Sunday, April 15, 2007

Screwtape Letter #14-Humility

The patient, having recovered from the his lapse, is now more mature in the faith. No longer is he making “lavish promises of perpetual virtue” but now “only a hope for the daily and hourly pittance to meet the daily and hourly temptation!” The patient then has now become humble and as Screwtape says, “This is very bad.”

Bad, but not hopeless for the demons. Humility is a difficult virtue to practice and Wormwood has a chance to ensnare him in it. Screwtape first proposes trying to get him to be prideful.

“Catch him at the moment when he is really poor in spirit and smuggle into his mind the gratifying reflection, ‘By jove! I’m being humble,’ and almost immediately pride - pride at his own humility - will appear. If he awakes to the danger and tries to smother this new form of pride, make him proud of his attempt - and so on.”


This is something discussed by Christ in the parable of the Pharisee and the tax collector. The Pharisee prays to God thanking Him for making him better than everyone else and more virtuous. Perhaps the best way to avoid this is not to declare that we’re not humble but simply to remind ourselves that we can be more humble and have failed to be humble in the past.

So then what is this humility that we are striving for?
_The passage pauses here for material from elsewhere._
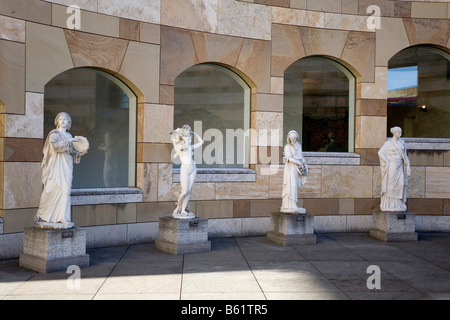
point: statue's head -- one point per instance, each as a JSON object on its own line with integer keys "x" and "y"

Screwtape says of the virtue that “By this virtue, as by all the others, our Enemy wants to turn the man’s attention away from self to Him, and to the man’s neighbours.” The easy way for Screwtape to counteract humility then is to pervert it so that the attention is refocused on the self.

“Let him think of it not as self-forgetfulness but as a certain kind of opinion…of his own talents and character. Some talents, I gather, he really has. Fix in his mind the idea that humility consists in trying to believe those talents to be less valuable than he believes them to be. No doubt they are in fact less valuable than he believes, but that is not the point. The great thing is to make him value an opinion for some quality other than truth, thus introducing an element of dishonesty and make-believe into the heart of what otherwise threatens to become a virtue. By this method thousands of humans have been brought to think that humility means pretty women trying to believe they are ugly and clever men trying to believe they are fools…. their minds (are) endlessly revolving on themselves in an effort to achieve the impossible.”
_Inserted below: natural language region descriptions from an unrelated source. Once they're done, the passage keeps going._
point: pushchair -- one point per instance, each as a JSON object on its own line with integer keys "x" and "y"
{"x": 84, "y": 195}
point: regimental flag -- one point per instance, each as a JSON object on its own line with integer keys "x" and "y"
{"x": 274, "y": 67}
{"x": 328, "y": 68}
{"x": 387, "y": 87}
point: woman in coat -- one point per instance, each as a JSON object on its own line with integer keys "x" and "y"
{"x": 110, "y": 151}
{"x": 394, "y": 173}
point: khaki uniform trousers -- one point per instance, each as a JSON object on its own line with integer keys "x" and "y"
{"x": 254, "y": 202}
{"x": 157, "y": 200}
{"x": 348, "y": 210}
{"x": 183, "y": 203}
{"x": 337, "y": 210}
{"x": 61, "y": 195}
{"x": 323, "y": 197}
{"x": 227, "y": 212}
What Screwtape is saying is that if humility is about not taking joy in our gifts, then the focus is still on ourselves and not on God. It is also focusing on falsehood which is contrary to the truth that is Christ. Instead a realistic and accurate portrayal of our abilities is necessary.
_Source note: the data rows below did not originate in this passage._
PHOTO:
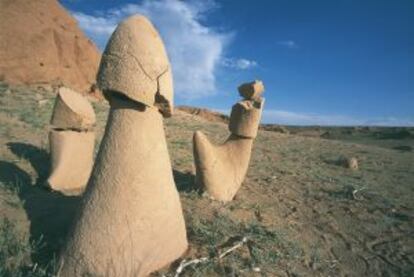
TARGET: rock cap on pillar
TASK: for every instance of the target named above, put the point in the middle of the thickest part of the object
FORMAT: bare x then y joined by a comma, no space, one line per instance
135,64
252,90
72,111
245,118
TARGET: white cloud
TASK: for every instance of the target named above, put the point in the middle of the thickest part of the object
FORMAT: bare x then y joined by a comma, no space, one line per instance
238,63
294,118
195,50
288,43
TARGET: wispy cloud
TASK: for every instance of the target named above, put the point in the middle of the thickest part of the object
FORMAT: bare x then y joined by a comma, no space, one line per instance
195,50
283,117
238,63
288,44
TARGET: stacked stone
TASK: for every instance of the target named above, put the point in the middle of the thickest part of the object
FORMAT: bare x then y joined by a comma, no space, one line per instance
72,142
221,169
131,221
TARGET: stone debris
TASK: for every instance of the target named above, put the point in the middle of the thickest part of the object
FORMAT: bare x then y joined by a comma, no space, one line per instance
72,111
42,44
252,90
221,169
72,142
131,221
352,163
245,118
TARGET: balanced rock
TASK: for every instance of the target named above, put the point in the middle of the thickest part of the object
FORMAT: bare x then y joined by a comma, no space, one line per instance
143,73
71,160
221,169
72,111
245,118
131,221
252,90
72,142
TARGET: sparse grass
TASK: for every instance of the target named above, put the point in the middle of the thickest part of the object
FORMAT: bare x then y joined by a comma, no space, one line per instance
294,206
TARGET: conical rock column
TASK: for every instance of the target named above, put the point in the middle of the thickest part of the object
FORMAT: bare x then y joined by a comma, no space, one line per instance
72,142
130,222
221,169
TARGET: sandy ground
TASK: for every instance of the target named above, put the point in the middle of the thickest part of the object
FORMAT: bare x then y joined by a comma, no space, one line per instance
303,213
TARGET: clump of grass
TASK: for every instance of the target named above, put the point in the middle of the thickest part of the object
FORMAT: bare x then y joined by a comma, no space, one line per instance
15,253
14,250
265,246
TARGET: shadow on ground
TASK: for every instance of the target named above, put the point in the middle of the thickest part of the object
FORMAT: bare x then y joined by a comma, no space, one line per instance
50,213
184,181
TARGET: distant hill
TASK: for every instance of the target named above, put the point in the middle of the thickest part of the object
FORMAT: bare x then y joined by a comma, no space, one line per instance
41,43
205,113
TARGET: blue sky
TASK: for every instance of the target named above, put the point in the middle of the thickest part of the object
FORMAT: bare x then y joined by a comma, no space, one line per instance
339,62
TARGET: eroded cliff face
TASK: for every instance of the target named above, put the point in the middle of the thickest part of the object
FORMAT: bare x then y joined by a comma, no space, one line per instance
41,43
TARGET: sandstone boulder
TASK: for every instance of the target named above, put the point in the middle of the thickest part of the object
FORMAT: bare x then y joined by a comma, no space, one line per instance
129,66
40,43
72,111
Screwtape goes on to discuss how true humility is practiced. What it means is to be indifferent to the fact that we have the gifts. That is, if we’re arguing with the people in free speech alley, it doesn’t matter who delivers the logical blow that topples their house of cards. It matters that the blow is delivered and we should rejoice in the accomplishment in argumentation. Humility then is an indifference to the self which allows us to more fully love others and most importantly love God. The paradox is, as Screwtape points out, that “when they have really learned to love their neighbors as themselves, they will be allowed to love themselves as their neighbors.”